Water Carafe from Robyn Lee on FlickrNew York Times restaurant critic Frank Bruni wrote a blog post that nicely complements the Old Gray Lady's editorial yesterday on choosing tap over bottled water when dining out. Bruni, who knows a thing or two about eating out, has noticed a slight softening in the bottled-water hard sell but still finds that too often diners are asked "sparkling or flat?"—as if there's no option to order tap.

But I think restaurants shouldn’t try to pressure diners into ordering bottled water by pretending another option doesn’t exist and by trying to make diners feel abashed about having to bring up that less expensive — indeed, free! — option themselves. I definitely think that’s part of restaurants’ strategy, though I trust, or at least hope, it doesn’t work on most diners. It shouldn’t.

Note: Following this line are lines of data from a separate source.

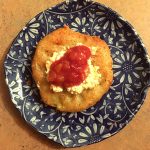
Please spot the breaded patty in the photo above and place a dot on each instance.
(55, 42)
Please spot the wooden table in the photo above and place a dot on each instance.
(15, 134)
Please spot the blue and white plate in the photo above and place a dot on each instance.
(115, 110)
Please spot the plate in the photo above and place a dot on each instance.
(117, 107)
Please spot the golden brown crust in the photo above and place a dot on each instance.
(64, 101)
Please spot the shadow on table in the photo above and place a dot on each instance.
(9, 106)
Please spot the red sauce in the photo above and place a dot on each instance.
(70, 70)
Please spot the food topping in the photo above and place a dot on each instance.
(71, 69)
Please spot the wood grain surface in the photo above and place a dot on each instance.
(15, 134)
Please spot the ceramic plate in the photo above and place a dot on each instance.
(117, 107)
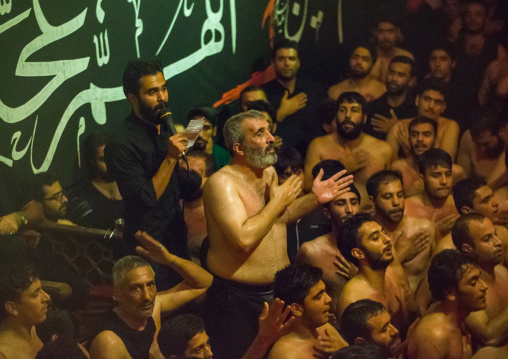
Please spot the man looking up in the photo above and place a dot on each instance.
(301, 287)
(247, 212)
(295, 99)
(422, 137)
(142, 159)
(397, 102)
(413, 238)
(205, 141)
(386, 36)
(130, 330)
(455, 283)
(367, 321)
(430, 102)
(23, 305)
(323, 252)
(365, 243)
(475, 234)
(360, 63)
(361, 154)
(436, 202)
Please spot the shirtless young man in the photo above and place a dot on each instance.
(422, 136)
(130, 330)
(386, 36)
(323, 252)
(475, 234)
(24, 304)
(430, 102)
(441, 334)
(365, 243)
(361, 154)
(360, 64)
(436, 202)
(412, 237)
(300, 286)
(247, 213)
(481, 146)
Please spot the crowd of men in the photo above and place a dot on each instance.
(366, 221)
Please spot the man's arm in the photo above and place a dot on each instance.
(223, 203)
(450, 138)
(195, 282)
(107, 345)
(490, 332)
(322, 192)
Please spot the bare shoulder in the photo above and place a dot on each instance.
(108, 345)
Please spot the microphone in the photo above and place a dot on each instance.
(166, 118)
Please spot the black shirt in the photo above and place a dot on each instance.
(300, 128)
(133, 158)
(381, 107)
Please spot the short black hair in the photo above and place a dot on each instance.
(208, 113)
(262, 106)
(293, 283)
(384, 177)
(351, 97)
(175, 334)
(460, 230)
(423, 119)
(464, 191)
(446, 271)
(433, 158)
(135, 70)
(14, 280)
(349, 236)
(354, 319)
(288, 157)
(405, 60)
(284, 44)
(369, 47)
(211, 165)
(433, 84)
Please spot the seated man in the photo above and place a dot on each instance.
(322, 251)
(301, 285)
(365, 243)
(422, 137)
(205, 141)
(397, 102)
(481, 146)
(367, 321)
(475, 234)
(430, 102)
(95, 201)
(455, 282)
(130, 329)
(23, 305)
(360, 64)
(361, 154)
(412, 237)
(436, 202)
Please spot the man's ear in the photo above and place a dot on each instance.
(357, 253)
(297, 309)
(466, 248)
(238, 148)
(11, 308)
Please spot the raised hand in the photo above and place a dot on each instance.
(152, 249)
(409, 247)
(332, 187)
(287, 192)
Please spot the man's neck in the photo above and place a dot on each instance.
(289, 84)
(137, 323)
(395, 101)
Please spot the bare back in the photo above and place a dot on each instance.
(227, 196)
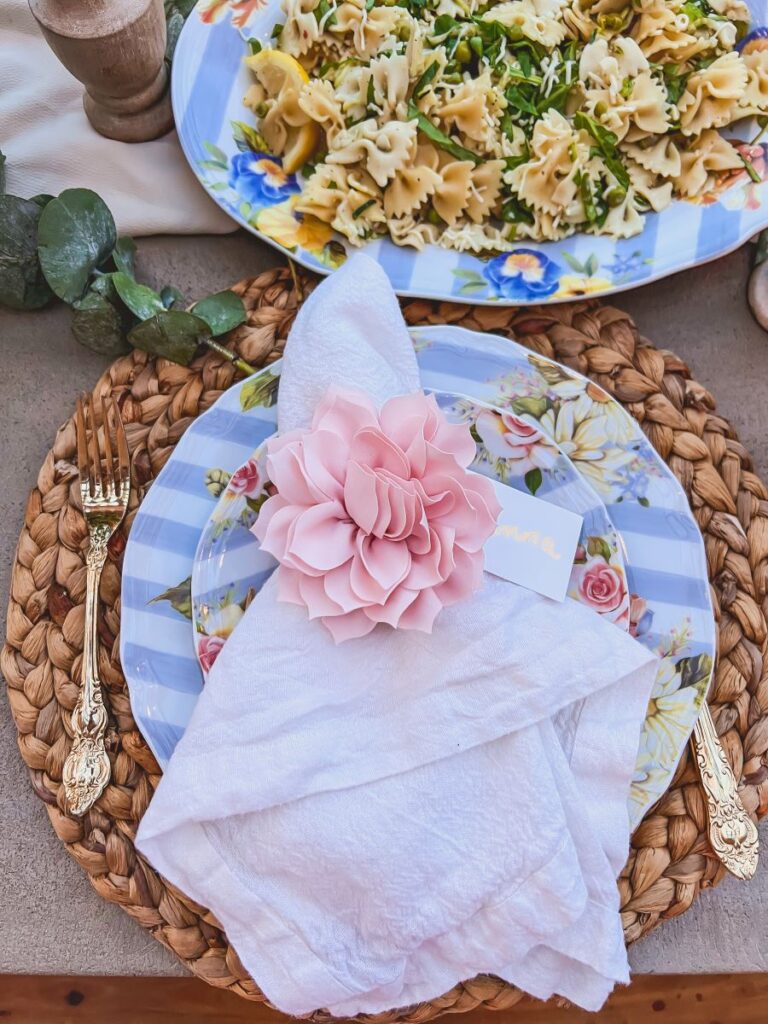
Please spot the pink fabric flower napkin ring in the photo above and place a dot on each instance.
(376, 516)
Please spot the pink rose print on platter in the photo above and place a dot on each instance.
(602, 588)
(376, 517)
(208, 650)
(506, 436)
(247, 479)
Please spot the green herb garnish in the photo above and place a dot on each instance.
(607, 142)
(361, 208)
(426, 79)
(434, 134)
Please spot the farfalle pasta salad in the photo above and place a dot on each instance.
(476, 125)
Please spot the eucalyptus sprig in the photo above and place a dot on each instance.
(68, 247)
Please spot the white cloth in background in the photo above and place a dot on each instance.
(373, 822)
(50, 145)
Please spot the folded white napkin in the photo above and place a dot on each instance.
(373, 822)
(50, 144)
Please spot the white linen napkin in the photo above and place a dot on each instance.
(373, 822)
(50, 144)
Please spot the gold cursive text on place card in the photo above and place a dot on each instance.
(545, 543)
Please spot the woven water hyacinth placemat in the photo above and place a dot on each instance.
(670, 861)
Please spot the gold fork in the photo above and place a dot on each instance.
(732, 833)
(104, 499)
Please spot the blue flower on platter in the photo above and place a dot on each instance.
(634, 483)
(259, 179)
(522, 274)
(625, 264)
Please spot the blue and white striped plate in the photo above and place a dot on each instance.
(670, 609)
(207, 86)
(229, 565)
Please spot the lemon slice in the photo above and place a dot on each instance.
(275, 70)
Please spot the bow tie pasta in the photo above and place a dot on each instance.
(473, 125)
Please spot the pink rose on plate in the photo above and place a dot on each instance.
(376, 517)
(601, 587)
(506, 436)
(209, 649)
(247, 479)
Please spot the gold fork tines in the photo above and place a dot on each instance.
(104, 488)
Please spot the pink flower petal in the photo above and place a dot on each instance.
(288, 472)
(273, 525)
(326, 457)
(391, 610)
(312, 591)
(377, 568)
(376, 518)
(360, 496)
(349, 627)
(373, 449)
(320, 540)
(339, 589)
(465, 580)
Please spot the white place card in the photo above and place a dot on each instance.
(535, 543)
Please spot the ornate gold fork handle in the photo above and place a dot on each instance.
(86, 770)
(732, 833)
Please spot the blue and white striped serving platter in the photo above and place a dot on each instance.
(207, 86)
(229, 565)
(671, 610)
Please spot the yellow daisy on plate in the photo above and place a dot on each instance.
(573, 286)
(281, 223)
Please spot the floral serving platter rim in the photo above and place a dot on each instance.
(643, 499)
(208, 82)
(508, 450)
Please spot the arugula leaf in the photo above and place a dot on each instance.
(97, 325)
(22, 283)
(140, 299)
(76, 235)
(172, 334)
(439, 137)
(423, 83)
(221, 311)
(750, 169)
(361, 208)
(124, 255)
(607, 142)
(516, 211)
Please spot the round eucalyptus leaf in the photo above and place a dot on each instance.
(171, 296)
(173, 334)
(22, 284)
(124, 255)
(42, 199)
(140, 299)
(98, 326)
(221, 311)
(76, 235)
(102, 285)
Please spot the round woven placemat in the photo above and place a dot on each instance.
(670, 861)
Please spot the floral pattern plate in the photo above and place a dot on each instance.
(229, 566)
(671, 609)
(207, 86)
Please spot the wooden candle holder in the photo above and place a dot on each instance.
(117, 49)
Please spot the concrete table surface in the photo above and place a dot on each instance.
(51, 921)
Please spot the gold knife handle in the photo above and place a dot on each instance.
(732, 833)
(87, 768)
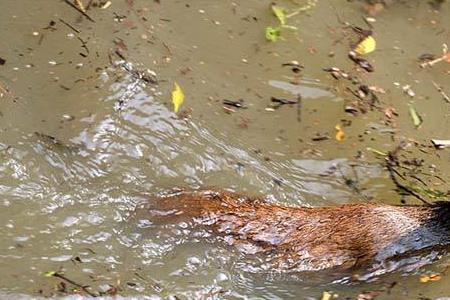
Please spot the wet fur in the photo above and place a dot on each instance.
(309, 239)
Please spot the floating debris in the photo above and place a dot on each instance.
(440, 144)
(238, 104)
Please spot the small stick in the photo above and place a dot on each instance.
(79, 10)
(432, 62)
(391, 161)
(80, 5)
(84, 288)
(70, 26)
(299, 108)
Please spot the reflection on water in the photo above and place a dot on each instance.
(68, 189)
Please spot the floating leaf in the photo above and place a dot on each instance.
(273, 34)
(339, 133)
(377, 152)
(49, 274)
(417, 120)
(367, 45)
(326, 296)
(280, 13)
(177, 97)
(428, 278)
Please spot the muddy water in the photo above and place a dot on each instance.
(84, 138)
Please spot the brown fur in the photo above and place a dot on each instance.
(309, 239)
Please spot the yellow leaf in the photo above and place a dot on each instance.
(339, 133)
(367, 45)
(326, 296)
(177, 97)
(428, 278)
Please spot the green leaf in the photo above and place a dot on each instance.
(417, 120)
(377, 152)
(273, 34)
(177, 97)
(280, 13)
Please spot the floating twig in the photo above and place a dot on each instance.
(238, 104)
(445, 56)
(391, 163)
(68, 25)
(79, 10)
(84, 288)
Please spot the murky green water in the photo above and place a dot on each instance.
(66, 204)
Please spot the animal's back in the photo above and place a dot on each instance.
(309, 239)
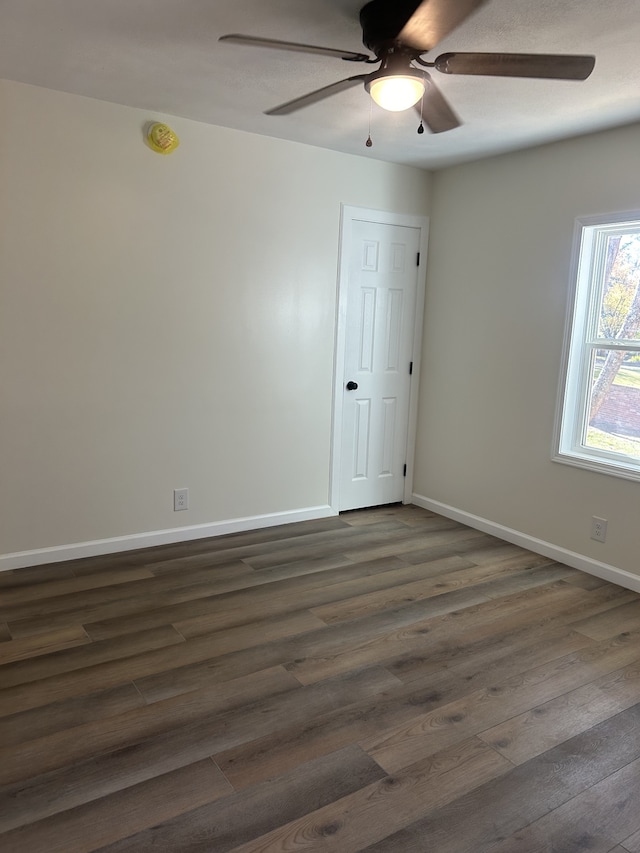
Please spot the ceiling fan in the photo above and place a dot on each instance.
(399, 33)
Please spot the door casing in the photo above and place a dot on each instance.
(349, 214)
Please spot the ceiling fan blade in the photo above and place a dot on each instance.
(434, 19)
(254, 41)
(317, 95)
(552, 66)
(435, 110)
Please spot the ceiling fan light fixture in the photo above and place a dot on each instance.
(396, 92)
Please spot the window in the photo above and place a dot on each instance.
(599, 424)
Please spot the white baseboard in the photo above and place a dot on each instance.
(98, 547)
(539, 546)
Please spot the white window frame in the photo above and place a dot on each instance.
(587, 280)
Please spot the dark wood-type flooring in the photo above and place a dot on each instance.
(385, 681)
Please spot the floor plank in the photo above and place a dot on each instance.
(385, 681)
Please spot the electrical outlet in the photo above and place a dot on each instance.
(599, 529)
(180, 499)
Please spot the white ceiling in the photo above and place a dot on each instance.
(164, 56)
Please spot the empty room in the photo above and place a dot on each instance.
(319, 426)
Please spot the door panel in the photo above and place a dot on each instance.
(380, 313)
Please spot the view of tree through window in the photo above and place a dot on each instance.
(614, 401)
(598, 425)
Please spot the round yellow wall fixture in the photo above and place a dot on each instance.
(162, 139)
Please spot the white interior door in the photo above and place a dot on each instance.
(382, 269)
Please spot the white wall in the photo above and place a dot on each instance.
(165, 321)
(498, 278)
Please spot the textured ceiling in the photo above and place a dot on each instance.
(164, 55)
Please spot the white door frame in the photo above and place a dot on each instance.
(350, 214)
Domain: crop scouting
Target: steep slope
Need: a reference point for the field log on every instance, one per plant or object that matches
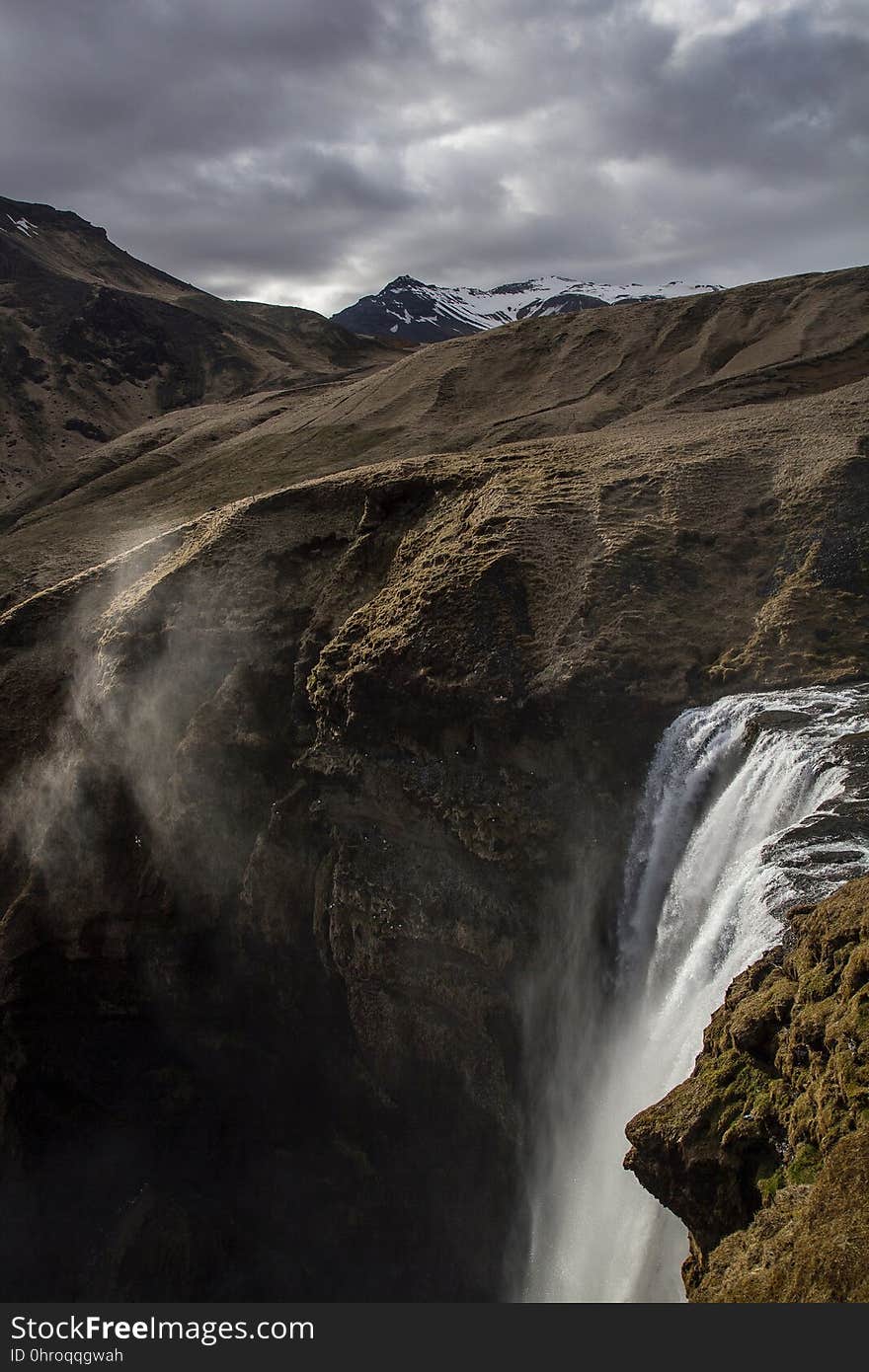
(409, 309)
(596, 372)
(765, 1150)
(319, 798)
(94, 342)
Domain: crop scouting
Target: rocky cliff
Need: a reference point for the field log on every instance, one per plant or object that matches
(296, 792)
(763, 1151)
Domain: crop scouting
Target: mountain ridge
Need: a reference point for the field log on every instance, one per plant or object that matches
(95, 342)
(426, 313)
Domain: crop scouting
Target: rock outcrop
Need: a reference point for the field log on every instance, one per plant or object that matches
(763, 1151)
(298, 791)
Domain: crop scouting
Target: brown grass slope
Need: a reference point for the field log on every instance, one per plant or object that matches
(348, 741)
(640, 368)
(94, 342)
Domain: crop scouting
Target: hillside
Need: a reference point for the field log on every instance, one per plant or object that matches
(326, 714)
(94, 343)
(633, 368)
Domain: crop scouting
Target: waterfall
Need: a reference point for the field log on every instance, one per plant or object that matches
(747, 809)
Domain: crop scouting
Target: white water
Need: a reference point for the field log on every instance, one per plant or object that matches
(722, 845)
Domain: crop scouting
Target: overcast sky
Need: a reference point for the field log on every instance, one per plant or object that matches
(306, 151)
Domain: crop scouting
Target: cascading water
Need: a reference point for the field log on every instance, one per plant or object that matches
(749, 808)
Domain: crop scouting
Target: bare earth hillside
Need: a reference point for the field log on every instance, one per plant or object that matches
(94, 342)
(316, 707)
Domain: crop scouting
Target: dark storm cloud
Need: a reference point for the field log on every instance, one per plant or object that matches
(309, 151)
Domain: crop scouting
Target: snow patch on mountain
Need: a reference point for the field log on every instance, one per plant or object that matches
(426, 312)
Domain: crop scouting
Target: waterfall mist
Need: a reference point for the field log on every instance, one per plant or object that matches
(734, 827)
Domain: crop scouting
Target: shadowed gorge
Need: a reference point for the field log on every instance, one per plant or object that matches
(326, 722)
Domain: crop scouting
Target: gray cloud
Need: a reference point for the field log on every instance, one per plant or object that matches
(308, 152)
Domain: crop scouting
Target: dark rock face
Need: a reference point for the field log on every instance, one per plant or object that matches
(762, 1150)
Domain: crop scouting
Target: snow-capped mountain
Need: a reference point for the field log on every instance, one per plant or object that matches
(409, 309)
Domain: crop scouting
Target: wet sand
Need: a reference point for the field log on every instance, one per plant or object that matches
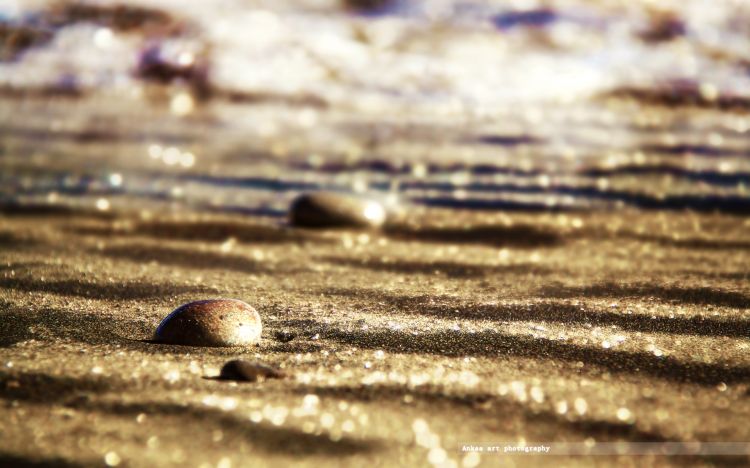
(483, 328)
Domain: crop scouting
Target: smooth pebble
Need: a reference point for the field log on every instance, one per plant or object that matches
(329, 209)
(213, 322)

And it shouldn’t in part because there’s nothing wrong with tap. That’s the point of the editorial, which you can keep on hand, should you ever need your faith in your decision to bypass bottled water bolstered. By asking for tap, you’re not denying yourself a vastly higher grade of product and wading into an inferior pool. You’re doing something sensible and saving yourself a lot of money.

As the editorial points out, drinking eight glasses of bottled water a day would cost about $1,400 annually while the same amount of tap water would cost 49¢.

Related: Tap Water Is All the Rage, The New House Specialty: Tap Water

5 Comments:

You've touched such a nerve with this subject. We had lunch out at an overpriced West Hollywood haunt a few months ago and the waiter said "sparkling water or just plain". Thinking I avoided the excessive charge for water, I replied, "Plain please." A few minutes later, a large bottle of 'unsparkling' water was being poured at our table and 12 bucks added to the bill. In retrospect, I wish I had said something at the time, but I felt that I was tricked into getting this water.

This is the best post title ever.

amateurgourmet........true true tue

Remember the drought of a few years back when some restaurants in New York stopped serving tap water and pushed the bottled stuff as a more enviornmentally friendly alternative? Ah, life before "food miles" and "carbon footprints."

During those dry days a bartender at a reputable seafood restaurant --ironically, with Water in its name--filled my martini glass with ice water to cool it off then dumped the contents down the drain. The same place wouldn't serve New York tap by the glass. Oh the inhumanity!

I'm going to out Megu: The waiter asked us, "Sparkling or flat?" I thought flat meant tap. He brought us flat in a bottle with one of those hinged stoppers so we were fully convinced that it is just the restaurant's way of presenting tap. Fully convinced, until I saw the Megu brand spring water label on the bottle.

I thought I was just being ignorant and felt too embarrassed to point out the misunderstanding. (Of course, we had already been waiting for half an hour to be seated for our reservation, and a couple who arrived five minutes after us for a reservation at the same time had been seated 10 minutes before we were. I already had the feeling that the restaurant was out to get us.)